Other capital controls include a cap of 5,000 euros on transactions with other countries, provided the customer presents supporting documents. Payments above that amount will need special approval.
Travelers leaving the country won’t be able to take with them anything over 1,000 euros in cash — as well as the equivalent sum in foreign currency.
As part of a deal reached over the weekend, Cyprus will receive $13 billion in loans from international lenders, but one of the country’s largest banks will close, and there will be other costs, too:
The deal. . . will force large losses on those holding deposits of more than $130,000 in Cypriot banks, and it will split the country’s second-largest bank, Cyprus Popular, also known as Laiki, into two. Deposits of less than $130,000 will go into a “good” bank. Deposits above that level will go into a “bad” one, and depositors and bondholders may recover little or none of their money.
The country’s banks were using Russian deposits to buy Greek bonds. The Greek bonds went bad, and the Cypriot banks lost a bundle. They now need a bailout from their euro zone partners, but it’s tough to convince German taxpayers to pony up if they think the money is really going to Russian oligarchs.
Last week, the International Monetary Fund, the European Union and Cyprus’s own government concocted a scheme that would have propped up two of the island’s largest insolvent banks, partly by confiscating the supposedly insured deposits of small savers. The Cypriot parliament rejected it in the face of amply justified public protests. Plan B winds up the two banks, puts a de facto end to Cyprus’s days as an unsustainable offshore bank center and imposes the costs on big depositors — who include a disproportionate number of Russian tax avoiders and similar folk.
Neil Irwin criticized Eurogroup president Jeroen Dijsselbloem, who suggested Monday that the Cypriot plan could be a model for resolving troubled banks elsewhere:
If there is a risk in a bank, our first question should be ‘Okay, what are you in the bank going to do about that? What can you do to recapitalize yourself?’ If the bank can’t do it, then we’ll talk to the shareholders and the bondholders, we’ll ask them to contribute in recapitalizing the bank, and if necessary the uninsured deposit holders. . . It will force all financial institutions, as well as investors, to think about the risks they are taking on because they will now have to realize that it may also hurt them.

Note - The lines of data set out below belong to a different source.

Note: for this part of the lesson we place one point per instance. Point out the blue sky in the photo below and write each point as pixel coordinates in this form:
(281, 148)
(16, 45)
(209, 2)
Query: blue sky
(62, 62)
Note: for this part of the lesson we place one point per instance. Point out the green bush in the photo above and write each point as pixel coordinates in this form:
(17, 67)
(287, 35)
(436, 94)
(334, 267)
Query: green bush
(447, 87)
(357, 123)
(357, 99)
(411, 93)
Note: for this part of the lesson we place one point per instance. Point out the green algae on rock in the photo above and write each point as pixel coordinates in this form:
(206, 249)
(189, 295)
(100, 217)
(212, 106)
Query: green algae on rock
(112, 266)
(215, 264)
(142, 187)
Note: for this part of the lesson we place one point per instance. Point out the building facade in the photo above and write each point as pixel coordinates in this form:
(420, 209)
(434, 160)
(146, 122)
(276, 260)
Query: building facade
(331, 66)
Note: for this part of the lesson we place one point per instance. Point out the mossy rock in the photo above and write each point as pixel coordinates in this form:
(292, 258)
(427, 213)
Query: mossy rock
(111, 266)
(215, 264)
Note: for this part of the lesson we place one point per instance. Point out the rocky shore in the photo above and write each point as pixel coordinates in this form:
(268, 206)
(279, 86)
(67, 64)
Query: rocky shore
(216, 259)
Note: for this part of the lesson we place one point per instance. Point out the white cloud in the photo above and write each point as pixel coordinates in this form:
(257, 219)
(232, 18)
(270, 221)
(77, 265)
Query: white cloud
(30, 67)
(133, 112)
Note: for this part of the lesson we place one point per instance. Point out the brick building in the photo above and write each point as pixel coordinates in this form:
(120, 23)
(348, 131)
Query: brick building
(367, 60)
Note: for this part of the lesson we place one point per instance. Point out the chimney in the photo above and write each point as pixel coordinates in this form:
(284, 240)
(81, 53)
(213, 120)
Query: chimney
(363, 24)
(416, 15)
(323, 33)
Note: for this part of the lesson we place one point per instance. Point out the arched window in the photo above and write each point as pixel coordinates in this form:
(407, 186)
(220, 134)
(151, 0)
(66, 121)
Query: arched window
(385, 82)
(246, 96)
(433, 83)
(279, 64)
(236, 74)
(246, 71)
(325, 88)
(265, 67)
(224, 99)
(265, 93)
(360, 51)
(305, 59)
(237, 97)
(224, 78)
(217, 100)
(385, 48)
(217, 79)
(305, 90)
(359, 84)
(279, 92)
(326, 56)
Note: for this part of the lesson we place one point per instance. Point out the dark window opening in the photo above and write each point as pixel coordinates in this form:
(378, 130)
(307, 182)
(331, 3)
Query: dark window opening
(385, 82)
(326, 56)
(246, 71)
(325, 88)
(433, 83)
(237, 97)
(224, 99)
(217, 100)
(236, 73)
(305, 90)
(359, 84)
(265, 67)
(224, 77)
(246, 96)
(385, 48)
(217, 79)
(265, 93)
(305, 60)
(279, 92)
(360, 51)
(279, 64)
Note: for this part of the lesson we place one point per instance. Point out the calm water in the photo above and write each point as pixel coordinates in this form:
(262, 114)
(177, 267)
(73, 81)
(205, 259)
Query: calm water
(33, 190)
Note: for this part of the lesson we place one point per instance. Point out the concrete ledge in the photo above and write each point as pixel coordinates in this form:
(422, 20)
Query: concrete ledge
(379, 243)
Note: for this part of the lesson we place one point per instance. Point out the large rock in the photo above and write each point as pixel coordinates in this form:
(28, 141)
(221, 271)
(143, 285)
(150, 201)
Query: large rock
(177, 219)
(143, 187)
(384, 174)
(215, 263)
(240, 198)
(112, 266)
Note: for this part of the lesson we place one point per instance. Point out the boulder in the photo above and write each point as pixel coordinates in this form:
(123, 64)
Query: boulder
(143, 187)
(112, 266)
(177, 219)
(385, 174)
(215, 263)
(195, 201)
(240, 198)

Irwin writes that forcing depositors to pay and restricting the flow of funds in banks sets a dangerous precedent:
If you are a depositor in a European bank, you now have every incentive in the world to move your money somewhere safer, or even to keep it in cash, the minute you detect any hint that your nation could end up in the same place Cyprus did. The next time there is a banking panic in Europe, it will move much faster, and be much harder to control, than those of the recent past, as depositors try to get ahead of future losses and capital controls.
The deal will have consequences outside Europe, too. Max Fisher writes that the agreement with European leaders is a diplomatic defeat for Russia:
Russia has a few interests at stake in the European Union bailout for Cyprus. The first and most obvious is that Russian citizens stand to lose billions of dollars worth of savings in Cyprus’s banking sector, which serves as a low-tax haven for Russian oligarchs. Those oligarchs, remember, wield outsize political power within Russia. The second is that Cyprus is a political client state of Moscow’s, a helpful little ally on such matters as sending arms to Syria. The third is symbolic, and doesn’t actually have that much to do with Cyprus itself, but with Russia’s standing in Europe.